Climate change impacts our planet and lives in many ways, from drying the atmosphere to increasing the number of home runs per major league baseball season. Climate change also accelerates the melting of the Greenland Ice Sheet, a land ice mass covering about 80% of Greenland. When glaciers melt, they create icebergs, a process called glacial calving. In recent decades climate change has increased the rate at which the Greenland Ice Sheet releases icebergs into the North Atlantic Ocean.

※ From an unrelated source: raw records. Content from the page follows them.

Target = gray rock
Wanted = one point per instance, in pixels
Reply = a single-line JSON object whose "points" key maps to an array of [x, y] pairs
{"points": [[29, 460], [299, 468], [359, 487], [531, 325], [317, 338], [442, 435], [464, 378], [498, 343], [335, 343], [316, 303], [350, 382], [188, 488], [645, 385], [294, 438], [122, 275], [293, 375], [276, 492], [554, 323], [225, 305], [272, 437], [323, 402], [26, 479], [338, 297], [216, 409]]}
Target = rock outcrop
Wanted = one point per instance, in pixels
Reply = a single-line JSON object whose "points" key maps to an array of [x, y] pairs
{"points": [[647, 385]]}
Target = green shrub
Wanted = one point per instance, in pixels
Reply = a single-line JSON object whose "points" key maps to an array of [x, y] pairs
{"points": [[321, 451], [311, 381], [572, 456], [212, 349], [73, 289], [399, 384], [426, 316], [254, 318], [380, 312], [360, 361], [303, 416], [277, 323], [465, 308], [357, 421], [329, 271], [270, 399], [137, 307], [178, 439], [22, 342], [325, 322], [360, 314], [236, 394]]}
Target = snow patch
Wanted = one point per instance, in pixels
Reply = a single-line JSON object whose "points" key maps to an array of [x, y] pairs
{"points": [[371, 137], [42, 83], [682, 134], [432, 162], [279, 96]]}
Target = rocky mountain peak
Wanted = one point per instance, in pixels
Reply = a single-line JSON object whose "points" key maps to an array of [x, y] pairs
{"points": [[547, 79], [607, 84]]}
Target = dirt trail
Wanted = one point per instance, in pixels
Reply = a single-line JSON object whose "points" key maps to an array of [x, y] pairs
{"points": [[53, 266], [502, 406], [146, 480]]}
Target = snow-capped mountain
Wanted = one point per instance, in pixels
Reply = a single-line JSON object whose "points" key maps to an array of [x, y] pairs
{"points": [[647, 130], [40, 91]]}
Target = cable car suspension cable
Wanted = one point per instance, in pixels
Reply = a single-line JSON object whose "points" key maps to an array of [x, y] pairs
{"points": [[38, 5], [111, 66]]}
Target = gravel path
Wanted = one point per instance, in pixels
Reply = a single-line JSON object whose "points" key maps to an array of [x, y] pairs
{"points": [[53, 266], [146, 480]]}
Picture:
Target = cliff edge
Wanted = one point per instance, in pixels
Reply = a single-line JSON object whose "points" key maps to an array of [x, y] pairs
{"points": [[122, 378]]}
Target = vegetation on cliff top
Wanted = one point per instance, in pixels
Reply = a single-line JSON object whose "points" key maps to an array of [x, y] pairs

Scientists found that in the past, significant increases in the rate of glacial calving disrupted an important system of currents in the Atlantic Ocean, collectively called the Atlantic Meridional Overturning Circulation or AMOC. The AMOC brings warm water north and cold water south, influencing temperatures across the globe and moving nutrients throughout the Atlantic Ocean. This means that disrupting the AMOC can change the climate and create instability in marine ecosystems. Recently, scientists did a study to determine whether the present-day increase in glacial calving is likely to disrupt the AMOC.
For this study, the researchers developed a method to quantify glacial output during past periods of increased glacial calving in the North Atlantic that disrupted the AMOC, called Heinrich Events. They started by observing present-day North Atlantic and Arctic glaciers. When icebergs calve, they are loaded with sediment. This sediment includes sand and rocks they picked up from land under the Ice Sheet and the remains of organisms that lived on the Ice Sheet. As icebergs melt at sea, the sediment is released and settles on the ocean floor.
These scientists observed modern glaciers melt to determine the average amount of sediment they release by volume. Using this calculated average, the researchers estimated the volume of ice discharged during past Heinrich Events based on the amount of sediment they deposited on the floor of the North Atlantic.
The scientists used this method to estimate the total ice discharged during 10 Heinrich Events in the last 140,000 years, referred to as the last glacial cycle. Previous scientists had established the length of the Heinrich Events, which allowed these researchers to estimate the rates of ice discharge during each event. When they compared their discharge estimates to the present-day rate of ice discharge, the researchers found that the current ice discharge is similar to that of previous mid-sized Heinrich Events, which disrupted the AMOC. However, the scientists who did this study also pointed out that the AMOC is currently stable.
The researchers suggested 2 factors that may help explain why the present-day increase in glacial calving has not disrupted the AMOC as it did in the past. First, the researchers think the AMOC was stronger when the current rate of ice discharge began to increase than it was at the beginning of past Heinrich Events, which may make the current AMOC more resistant to disruption. Second, each of the 10 Heinrich Events the scientists used in their study lasted approximately 250 years, but the faster calving seen today only began in recent decades. They suggested that disruption to the AMOC may only occur after a longer period of increased glacial calving than what has occurred so far.
If the increased rate of glacial calving must persist for 250 years before the AMOC is disrupted, the size of the Greenland Ice Sheet may limit its potential to impact the AMOC. The researchers pointed out that if the Greenland Ice Sheet continues to melt at its current rate, glacial calving will slow well before 250 years have passed. The icebergs that led to Heinrich Events during the last glacial cycle calved from a much larger ice sheet called the Laurentide Ice Sheet, which no longer exists today.
The scientists who performed this study stated that freshwater runoff from the melting Greenland Ice Sheet can also disrupt the AMOC, but that process has less of an impact than ice discharge. However, they pointed out that freshwater runoff is likely to increase as glacial calving slows in the coming decades, which could have unpredictable consequences. The researchers indicated that the scientific community should continue working to model the impact of the melting Greenland Ice Sheet as accurately as possible because, in their words, “the fate of the AMOC remains precariously unclear.”